February 01, 2007 |
|US Treasury bond prices strengthened on Wednesday after the Federal Open Market Committee’s statement appeared to somewhat downplay inflation fears while at the same time upgrading its assessment of the outlook for the US economy.|
The Fed left overnight interest rates steady at 5.25 per cent as expected, but made changes to its statement. It said economic growth was “somewhat firmer”, helped by “stabilisation” in the housing market, while readings on core inflation had “improved modestly”. Nonetheless, the committee still sounded its familiar note of caution, saying inflation risks remain.
Richmond Fed president Jeffrey Lacker, a dissenter in recent FOMC meetings, has rotated out of voting status, and Wednesday’s vote was unanimous.

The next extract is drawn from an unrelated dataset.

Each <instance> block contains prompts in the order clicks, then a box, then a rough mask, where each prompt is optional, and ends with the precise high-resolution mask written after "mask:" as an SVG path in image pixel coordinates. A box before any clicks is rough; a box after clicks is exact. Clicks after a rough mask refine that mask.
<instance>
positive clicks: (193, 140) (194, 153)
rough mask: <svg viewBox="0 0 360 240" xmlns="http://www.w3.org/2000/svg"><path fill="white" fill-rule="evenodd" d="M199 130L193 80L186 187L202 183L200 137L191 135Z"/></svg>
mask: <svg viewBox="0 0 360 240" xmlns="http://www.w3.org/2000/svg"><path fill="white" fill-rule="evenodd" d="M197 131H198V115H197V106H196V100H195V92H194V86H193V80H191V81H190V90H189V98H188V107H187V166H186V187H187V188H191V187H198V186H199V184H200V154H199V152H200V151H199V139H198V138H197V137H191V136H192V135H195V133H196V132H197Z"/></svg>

“The FOMC statement has changed more materially than recent meetings but the essence of the statement is that they have upgraded the growth outlook/risks and downgraded the inflation risks,” said Alan Ruskin, chief international strategist at RBS Greenwich Capital.
Bonds had already gained on the day. Data showing that US gross domestic product grew at a rate of 3.5 per cent in the fourth quarter, above expectations, initially weighed on bonds.
But later figures showed that business activity in the US Midwest contracted in January. Chicago’s purchasing managers’ index had its lowest reading since April 2003.
Shortly after the release of the statement, the yield on the 10-year Treasury was down 3.3 basis points to 4.843 per cent, while the two-year yield was down 2.9bp at 4.946 per cent.
European government bonds largely tracked the movements in the US Treasury market after finding little direction from mixed eurozone economic data.
In late trading in London, the 10-year Bund was yielding 4.099 per cent, down 0.4bp. The yield on the two-year Schatz was down 0.3bp at 3.958 per cent.
UK gilt prices were mixed, with the yield on the 10-year gilt down 1.1bp to 4.979 per cent and the yield on the two-year up 0.2bp to 5.483 per cent.
Prices rose on Japanese government bonds on news of a fall in wage earners’ cash earnings. The figures highlighted companies’ reluctance to raise salaries, despite record profits. The yield on the two-year, which is highly sensitive to interest rate expectations, slipped 1.5bp to 0.725 per cent.